How many clients come with prescription?
What is the gender of the clients?
What percentage of clients are adolescents?
-
Knowledge of pharmacists:
What are the constituents of EC pill?
What is the indication of use of EC pill?
What is the mode of action of EC pill?
Time limit for EC intake after unprotected act of intercourse
Dosage schedule
Side effect of EC
Can a woman conceive in spite of taking EC?
Should EC be used for emergency/regular contraception?
Do you understand the difference between emergency contraception and medical abortion?
Do clients come for buying EC more than once a month?
Maximum number of times clients come for buying EC/month
Which is the most preferred regimen of EC?

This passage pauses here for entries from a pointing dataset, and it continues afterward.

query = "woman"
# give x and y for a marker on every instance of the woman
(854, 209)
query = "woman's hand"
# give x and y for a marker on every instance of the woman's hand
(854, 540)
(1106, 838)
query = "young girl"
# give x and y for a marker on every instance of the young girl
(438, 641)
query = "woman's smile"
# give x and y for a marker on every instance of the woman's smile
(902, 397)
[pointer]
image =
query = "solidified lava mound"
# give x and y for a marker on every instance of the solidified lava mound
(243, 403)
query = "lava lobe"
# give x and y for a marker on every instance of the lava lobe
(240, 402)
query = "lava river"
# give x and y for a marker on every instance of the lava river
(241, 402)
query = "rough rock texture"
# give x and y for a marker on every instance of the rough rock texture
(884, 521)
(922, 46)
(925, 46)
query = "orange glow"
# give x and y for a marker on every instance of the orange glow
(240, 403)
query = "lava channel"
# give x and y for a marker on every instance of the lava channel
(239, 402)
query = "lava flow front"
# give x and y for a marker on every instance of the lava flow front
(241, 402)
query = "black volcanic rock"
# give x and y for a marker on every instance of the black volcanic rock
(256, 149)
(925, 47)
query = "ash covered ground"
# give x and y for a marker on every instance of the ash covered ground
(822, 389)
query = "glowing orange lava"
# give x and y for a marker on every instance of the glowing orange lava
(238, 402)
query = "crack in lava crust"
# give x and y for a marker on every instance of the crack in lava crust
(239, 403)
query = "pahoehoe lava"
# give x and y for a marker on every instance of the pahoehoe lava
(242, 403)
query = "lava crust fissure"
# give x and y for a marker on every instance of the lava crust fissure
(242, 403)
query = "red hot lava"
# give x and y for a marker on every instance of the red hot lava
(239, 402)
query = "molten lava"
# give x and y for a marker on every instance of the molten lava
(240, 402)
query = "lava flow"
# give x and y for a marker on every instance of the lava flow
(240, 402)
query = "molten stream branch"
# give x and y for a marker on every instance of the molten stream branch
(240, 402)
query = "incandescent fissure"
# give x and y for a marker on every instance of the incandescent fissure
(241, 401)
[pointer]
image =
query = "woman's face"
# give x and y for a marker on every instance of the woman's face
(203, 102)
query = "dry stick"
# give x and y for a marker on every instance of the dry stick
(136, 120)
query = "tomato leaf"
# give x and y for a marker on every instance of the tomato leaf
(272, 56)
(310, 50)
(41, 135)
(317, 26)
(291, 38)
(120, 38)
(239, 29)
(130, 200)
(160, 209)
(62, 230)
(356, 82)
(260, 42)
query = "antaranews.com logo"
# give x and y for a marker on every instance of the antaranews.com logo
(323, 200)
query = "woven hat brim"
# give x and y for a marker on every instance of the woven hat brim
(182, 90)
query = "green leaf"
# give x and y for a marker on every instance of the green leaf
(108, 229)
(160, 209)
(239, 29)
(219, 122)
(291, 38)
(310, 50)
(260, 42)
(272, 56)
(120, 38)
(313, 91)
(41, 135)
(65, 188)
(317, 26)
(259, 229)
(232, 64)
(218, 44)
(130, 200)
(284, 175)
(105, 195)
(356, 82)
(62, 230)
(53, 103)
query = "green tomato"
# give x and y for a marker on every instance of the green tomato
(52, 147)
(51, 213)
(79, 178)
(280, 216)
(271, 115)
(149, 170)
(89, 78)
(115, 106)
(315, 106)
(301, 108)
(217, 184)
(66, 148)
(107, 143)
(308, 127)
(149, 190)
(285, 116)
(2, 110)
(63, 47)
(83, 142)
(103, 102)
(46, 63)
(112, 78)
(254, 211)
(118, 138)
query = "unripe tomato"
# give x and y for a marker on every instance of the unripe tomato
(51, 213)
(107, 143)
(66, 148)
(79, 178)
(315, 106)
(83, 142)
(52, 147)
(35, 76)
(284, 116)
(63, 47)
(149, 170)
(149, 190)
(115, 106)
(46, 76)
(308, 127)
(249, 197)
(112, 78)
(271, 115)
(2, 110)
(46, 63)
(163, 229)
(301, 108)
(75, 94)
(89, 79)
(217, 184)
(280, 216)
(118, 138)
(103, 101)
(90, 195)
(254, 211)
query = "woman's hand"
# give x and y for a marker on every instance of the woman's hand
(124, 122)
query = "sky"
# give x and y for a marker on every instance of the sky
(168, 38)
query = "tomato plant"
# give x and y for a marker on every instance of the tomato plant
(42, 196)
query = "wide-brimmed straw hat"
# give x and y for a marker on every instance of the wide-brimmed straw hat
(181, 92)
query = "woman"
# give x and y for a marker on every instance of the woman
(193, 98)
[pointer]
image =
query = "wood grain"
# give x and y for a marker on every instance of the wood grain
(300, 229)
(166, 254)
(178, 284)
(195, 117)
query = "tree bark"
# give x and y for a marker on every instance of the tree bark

Time spent during interaction between the client and the pharmacist
-
Do you inquire the client about the following while dispensing EC?
Last menstrual period
Time elapsed since last unprotected act of intercourse
Single or multiple acts of unprotected intercourse
Whether there have been other acts of unprotected intercourse 72 hours prior to intake of EC
Whether client was using regular contraception
-
While dispensing EC do you counsel the client regarding:
Dosage Schedule?—Yes/No
Expected side effects like nausea and vomiting?—Yes/No
Taking EC along with antacid/anti-emetics?—Yes/No
Repeating EC in case of vomiting within 2 hours?—Yes/No
That frequent intake of EC may be harmful?—Yes/No
STD screening by a medical practitioner?—Yes/No
Advice to use regular contraception in future?—Yes/No. If yes, which one?
That client may conceive in spite of consuming EC?
Does any patient report to you if they conceive even after EC intake?
Reasons for not providing adequate counseling to the clients
Conflict of Interest
No financial support was provided for the study from any external source and the authors have no interest in the findings of the study.